# How To Relocate Radiator on 2006 Praire 360 ??



## shotgunner187 (Mar 9, 2011)

I need some info on how to relocate the stock radiator to the front rack and some bracket tips please help!


----------



## phreebsd (Dec 16, 2004)

that's an oil cooler you'll be moving.


----------



## muddigger360 (Dec 22, 2010)

I have a 360 and thought about the same thing. If the oil cooler gets caked in mud will it cause it to overheat?


----------



## 2010Bruterider (Jun 20, 2010)

I have zero experience with the 360, but if mud on a radiator causes it to overheat, i would imagine mud on an oil cooler is not good either.
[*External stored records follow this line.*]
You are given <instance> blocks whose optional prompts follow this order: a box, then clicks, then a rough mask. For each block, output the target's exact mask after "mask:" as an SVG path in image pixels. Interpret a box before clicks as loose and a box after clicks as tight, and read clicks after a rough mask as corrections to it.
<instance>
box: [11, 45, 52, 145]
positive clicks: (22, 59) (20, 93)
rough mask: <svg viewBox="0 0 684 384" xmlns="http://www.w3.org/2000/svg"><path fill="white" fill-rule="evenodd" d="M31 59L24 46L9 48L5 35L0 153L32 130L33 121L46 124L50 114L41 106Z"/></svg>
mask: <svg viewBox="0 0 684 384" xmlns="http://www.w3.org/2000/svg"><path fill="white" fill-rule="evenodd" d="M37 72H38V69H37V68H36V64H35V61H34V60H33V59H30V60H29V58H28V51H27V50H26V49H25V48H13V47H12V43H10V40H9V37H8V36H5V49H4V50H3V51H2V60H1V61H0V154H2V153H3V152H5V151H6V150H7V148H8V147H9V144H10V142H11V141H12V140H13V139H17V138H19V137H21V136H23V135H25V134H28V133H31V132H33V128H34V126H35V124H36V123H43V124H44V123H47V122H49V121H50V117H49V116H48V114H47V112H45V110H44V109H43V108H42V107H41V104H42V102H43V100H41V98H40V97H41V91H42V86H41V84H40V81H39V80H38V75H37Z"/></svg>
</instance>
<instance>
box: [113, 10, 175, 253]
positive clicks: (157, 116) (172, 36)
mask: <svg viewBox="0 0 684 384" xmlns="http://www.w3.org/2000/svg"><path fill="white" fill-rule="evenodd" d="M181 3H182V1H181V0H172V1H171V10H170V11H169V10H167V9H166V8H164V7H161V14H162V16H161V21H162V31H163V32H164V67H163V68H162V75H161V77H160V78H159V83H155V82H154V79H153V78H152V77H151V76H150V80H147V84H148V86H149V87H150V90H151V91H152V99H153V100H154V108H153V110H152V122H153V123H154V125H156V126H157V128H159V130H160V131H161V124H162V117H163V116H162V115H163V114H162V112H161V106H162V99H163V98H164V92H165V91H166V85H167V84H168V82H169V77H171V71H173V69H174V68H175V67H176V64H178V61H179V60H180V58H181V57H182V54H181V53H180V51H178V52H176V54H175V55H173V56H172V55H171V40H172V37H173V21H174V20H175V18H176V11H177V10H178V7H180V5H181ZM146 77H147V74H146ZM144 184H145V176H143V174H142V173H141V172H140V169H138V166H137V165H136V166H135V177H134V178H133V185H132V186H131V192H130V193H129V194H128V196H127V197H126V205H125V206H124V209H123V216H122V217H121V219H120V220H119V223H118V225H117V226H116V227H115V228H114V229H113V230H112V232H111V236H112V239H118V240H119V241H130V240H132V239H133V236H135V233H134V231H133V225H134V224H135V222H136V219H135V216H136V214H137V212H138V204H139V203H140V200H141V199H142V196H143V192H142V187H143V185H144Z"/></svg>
Now that i think about it, i installed my oil cooler in the stock radiator location...oh crap!


----------



## muddigger360 (Dec 22, 2010)

I know the 360 doesn't have a regular radiator just an oil cooler, I wonder if they make a radiator kit so it would be water cooled.


----------



## brutemike (Mar 23, 2010)

The motor is not made for coolent like no water jackets and so on.:34:


----------



## shotgunner187 (Mar 9, 2011)

*oil cooler relocated*

I succesfully relocated the oil cooler to my front rack. { For Free} Didnt need anything else either. Just flip it upside down and cross your hoses and wires to be reversed. Pics up soon!


----------



## filboysmud1998 (May 12, 2016)

*help my for my kawasaki prairi 360 2003*

hi guy do you have any picture off the set up and step?because I have the same Project now!!:rockn::aargh4:


----------